Выбрать главу

Уинд от предложенной пищи почти всегда отказывался: запирался внутри выбранной комнатенки, удерживал дверь, при этом хорошо понимая, что разбесись Пот по-настоящему — пробился бы и так, силой просунув ему в глотку добытый такой же силой корм. Пот, впрочем, бесился, ругался, матерился, бил об стену ногой или кулаком, психовал, но что-то там про то, что идиотскому дичалому мальцу то ли стыдно, то ли просто помирающе, понимал, давал еще немного времени на прийти в себя, отходил, уходил, оставлял принесенную пищу под дверью.
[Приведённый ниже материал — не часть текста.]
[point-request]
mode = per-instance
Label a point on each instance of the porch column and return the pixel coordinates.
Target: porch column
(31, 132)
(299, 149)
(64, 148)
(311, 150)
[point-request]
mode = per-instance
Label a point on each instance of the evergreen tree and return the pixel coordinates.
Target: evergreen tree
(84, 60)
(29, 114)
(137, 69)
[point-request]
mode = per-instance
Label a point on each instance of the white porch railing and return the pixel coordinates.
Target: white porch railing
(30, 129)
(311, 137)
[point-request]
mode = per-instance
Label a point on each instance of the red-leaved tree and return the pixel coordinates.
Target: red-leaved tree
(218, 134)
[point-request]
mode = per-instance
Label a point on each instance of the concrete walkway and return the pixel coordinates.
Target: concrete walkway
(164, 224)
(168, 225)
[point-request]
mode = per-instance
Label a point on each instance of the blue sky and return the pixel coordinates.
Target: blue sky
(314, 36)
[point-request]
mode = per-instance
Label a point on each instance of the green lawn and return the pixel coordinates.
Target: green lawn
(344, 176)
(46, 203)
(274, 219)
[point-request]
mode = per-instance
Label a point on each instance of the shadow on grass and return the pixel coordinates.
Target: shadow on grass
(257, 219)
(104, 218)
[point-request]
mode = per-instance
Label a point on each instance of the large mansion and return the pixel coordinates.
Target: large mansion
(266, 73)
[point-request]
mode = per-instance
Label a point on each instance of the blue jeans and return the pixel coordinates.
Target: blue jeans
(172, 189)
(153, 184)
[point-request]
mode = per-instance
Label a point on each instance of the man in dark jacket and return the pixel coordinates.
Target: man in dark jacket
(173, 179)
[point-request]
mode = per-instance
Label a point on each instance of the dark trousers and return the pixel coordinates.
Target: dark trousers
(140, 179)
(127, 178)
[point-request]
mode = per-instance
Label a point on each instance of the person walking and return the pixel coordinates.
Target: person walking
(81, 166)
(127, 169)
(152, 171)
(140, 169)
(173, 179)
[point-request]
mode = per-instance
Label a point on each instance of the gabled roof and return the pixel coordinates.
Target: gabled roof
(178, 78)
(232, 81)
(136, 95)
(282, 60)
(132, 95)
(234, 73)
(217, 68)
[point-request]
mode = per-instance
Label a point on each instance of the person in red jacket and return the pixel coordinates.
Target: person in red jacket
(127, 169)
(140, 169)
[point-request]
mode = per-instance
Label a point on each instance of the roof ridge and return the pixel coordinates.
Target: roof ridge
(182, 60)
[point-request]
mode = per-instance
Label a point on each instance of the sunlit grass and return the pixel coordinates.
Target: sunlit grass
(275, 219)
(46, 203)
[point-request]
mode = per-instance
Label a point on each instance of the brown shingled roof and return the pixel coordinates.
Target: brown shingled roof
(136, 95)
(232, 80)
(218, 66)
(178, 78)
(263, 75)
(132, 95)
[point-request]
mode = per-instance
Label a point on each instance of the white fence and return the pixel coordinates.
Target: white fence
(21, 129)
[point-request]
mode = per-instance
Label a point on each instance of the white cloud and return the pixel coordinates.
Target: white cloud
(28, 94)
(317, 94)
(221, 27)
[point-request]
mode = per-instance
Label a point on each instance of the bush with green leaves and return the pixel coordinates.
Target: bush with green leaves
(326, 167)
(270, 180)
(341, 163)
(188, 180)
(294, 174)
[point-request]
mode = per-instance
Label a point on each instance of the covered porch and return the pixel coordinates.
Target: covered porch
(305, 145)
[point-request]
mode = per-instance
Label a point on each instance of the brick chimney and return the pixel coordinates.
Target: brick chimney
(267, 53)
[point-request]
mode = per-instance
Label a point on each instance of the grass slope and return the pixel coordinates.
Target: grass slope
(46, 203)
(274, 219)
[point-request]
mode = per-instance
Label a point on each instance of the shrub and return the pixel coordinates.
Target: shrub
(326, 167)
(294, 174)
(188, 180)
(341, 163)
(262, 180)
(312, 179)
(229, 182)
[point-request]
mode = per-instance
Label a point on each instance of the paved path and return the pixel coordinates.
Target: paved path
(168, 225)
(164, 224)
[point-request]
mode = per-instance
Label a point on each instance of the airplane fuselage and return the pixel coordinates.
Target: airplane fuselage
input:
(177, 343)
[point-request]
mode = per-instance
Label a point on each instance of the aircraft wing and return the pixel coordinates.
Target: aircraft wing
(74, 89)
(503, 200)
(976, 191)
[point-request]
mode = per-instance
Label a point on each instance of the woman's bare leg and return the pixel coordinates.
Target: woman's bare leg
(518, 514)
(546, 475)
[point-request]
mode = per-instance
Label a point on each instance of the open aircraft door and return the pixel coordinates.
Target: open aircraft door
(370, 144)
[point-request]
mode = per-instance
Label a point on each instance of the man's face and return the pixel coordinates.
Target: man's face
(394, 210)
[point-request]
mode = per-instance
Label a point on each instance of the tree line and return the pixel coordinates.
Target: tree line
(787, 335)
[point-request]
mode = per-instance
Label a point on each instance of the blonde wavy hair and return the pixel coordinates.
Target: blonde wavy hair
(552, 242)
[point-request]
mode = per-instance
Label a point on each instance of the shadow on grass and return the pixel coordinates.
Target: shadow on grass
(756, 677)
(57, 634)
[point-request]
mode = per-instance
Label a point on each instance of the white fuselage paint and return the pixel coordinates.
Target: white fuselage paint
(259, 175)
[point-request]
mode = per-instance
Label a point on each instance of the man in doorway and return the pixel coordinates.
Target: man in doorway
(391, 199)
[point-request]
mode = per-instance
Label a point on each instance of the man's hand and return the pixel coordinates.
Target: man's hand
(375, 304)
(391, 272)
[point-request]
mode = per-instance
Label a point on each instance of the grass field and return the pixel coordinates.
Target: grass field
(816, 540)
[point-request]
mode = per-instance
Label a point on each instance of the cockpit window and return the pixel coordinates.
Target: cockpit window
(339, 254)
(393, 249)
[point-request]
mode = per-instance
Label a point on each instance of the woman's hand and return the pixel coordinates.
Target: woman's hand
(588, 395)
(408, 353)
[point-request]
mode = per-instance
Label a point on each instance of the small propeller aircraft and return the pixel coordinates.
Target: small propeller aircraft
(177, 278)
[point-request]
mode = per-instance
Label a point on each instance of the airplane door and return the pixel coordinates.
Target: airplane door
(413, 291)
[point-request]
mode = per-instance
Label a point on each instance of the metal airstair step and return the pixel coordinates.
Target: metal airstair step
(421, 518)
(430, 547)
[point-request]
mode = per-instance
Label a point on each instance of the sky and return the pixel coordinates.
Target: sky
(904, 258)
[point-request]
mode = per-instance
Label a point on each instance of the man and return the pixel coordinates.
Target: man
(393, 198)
Чуть позже возвращался, находил ту на том же месте и в том же количестве, остывшей и совсем уже неаппетитной, облепленной слетевшимися жуками да мухами — что-то в итоге он отковыривал и ел сам, что-то в злобе вышвыривал, но ритуал свой день изо дня повторял, приволакивая да приволакивая к несговорчивым выбеленным ногам всё новые да новые, ни разу не заслуженные подношения.

Феникс ощущал себя тем невыносимее и виноватее, чем дольше продолжал упрямиться и отнекиваться, а из-за крепнущего под сердцем чувства разъедающей душу вины еще больше пугался, отшатывался, наотрез отказывался выползать наружу да встречаться глазами в глаза; лишь сильно позже, когда взор его стал немного легче, яснее, чище, когда он сумел с трудом, но угадать в загостившейся кружащейся темени теплые рыже-желтые отблески, просачивающиеся через щелочную низинку прикрытой двери, мальчик смог уговорить себя на то, чтобы спустя неделю болезненного затворничества выбрести на повернувшийся спиной, до вопля необходимый свет.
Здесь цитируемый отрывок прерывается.